Catherine had been stiff, almost arch, stupidly formal, holding out her hand for a handshake, when she had been introduced to the eleven-year-old Ashley. But the child had disarmed her immediately, and so, in some respects, what truce she had with her own daughter, and the civility she displayed outwardly toward her daughter’s partner—Catherine hated that word; it made their relationship seem like a business—stemmed from her affection for Ashley. She had attended raucous birthday parties and dismally wet soccer games, watched Ashley play Juliet in a high school production, although she hated it when the character Ashley played died on the stage. She had sat on the edge of Ashley’s bed one night while the fifteen-year-old had sobbed uncontrollably at the breakup with her first boyfriend, and she had driven fast, far faster than ordinary, to get to Hope and Sally’s home in time to snap pictures of Ashley in her prom dress. She had nursed Ashley through a bout with the flu, when Sally had been preoccupied with a court case, sleeping on the floor next to her, listening for her breathing throughout the night. She had hosted Ashley when she’d shown up, camping gear in tow, with a couple of college friends, heading toward the Green Mountains, and entertained her at dinner in Boston on a couple of happy occasions and one truly wonderful time in the bleacher seats at Fenway, when Catherine had found an excuse to go to the city and had offhandedly called, although she had inwardly known that seeing Ashley was the real reason for the trip.
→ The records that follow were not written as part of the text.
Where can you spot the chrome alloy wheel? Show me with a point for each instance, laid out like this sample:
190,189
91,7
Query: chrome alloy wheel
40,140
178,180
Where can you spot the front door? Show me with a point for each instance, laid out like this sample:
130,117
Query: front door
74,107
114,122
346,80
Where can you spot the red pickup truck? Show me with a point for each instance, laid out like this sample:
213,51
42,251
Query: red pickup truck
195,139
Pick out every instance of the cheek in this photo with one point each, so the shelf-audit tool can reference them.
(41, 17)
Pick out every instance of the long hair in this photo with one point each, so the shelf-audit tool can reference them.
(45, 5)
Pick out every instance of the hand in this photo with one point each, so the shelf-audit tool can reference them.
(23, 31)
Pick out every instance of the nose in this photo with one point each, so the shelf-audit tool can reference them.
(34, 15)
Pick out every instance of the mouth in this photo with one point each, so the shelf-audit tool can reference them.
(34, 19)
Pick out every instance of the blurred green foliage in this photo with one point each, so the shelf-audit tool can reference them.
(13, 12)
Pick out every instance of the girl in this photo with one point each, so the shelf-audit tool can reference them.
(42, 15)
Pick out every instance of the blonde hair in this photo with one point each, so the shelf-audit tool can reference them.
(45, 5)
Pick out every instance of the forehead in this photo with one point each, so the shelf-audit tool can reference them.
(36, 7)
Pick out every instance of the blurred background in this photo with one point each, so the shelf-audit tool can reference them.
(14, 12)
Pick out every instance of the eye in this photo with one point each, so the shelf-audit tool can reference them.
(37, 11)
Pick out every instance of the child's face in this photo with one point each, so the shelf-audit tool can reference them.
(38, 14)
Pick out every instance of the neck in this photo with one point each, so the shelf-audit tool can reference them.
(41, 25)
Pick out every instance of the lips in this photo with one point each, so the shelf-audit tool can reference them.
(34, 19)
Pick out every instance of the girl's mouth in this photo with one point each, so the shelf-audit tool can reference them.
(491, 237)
She pawed at the gravel in the parking lot, waiting for the bus, and thought to herself that life had not delivered to her the grandchildren that she had wanted and expected, but instead fate had delivered Ashley. She believed that in the first moment that she had met Ashley, and the child had peered out shyly and asked, “Would you like to see my room? Maybe we can read a book together?” that she had entered into a wholly different realm, where Ashley was exempted from all the disappointment and difficulty that Catherine and Hope experienced.

“Damn it,” Catherine said out loud. “How late can a bus be?”

In that moment she heard the wheezing noise of a big diesel engine, slowing to make a turn, and she saw headlights cutting across the darkness of the parking lot. She stepped forward quickly, already waving her arms above her head in greeting.

         

Sally’s secretary buzzed her and said, “I have a Mr. Murphy on the phone who says he has some information for you.”

“Put him through,” Sally said.

“Hello, Mr. Murphy. What have you got for me?”

“Well,” he said, speaking in a world-weary, cynical tone, “not as much as I can get, and will get, assuming you want me to continue, but I was figuring that you’d want an update sooner rather than later, given the, ah, personal nature of this particular inquiry.”

“That would be correct.”

“You want the bottom line? Or details first?”

“Just tell me what you know.”

“Well, I don’t think you’ve got too much to worry about. You’ve got something to worry about, that’s for sure, don’t get me wrong, but let me put it this way: I’ve seen worse.”

Sally felt a surge of relief. “Okay, that’s good. Why don’t you fill me in?”

“Well, he’s got a record. Not a real long one, and not one with a whole lot of red flags, if you know what I mean, but enough to be concerned.”

“Violence?”

“Some. Not too much. Fights, that sort of thing. No weapons that I can see from the charges filed against him. That’s good. But it can also mean he just hasn’t been caught.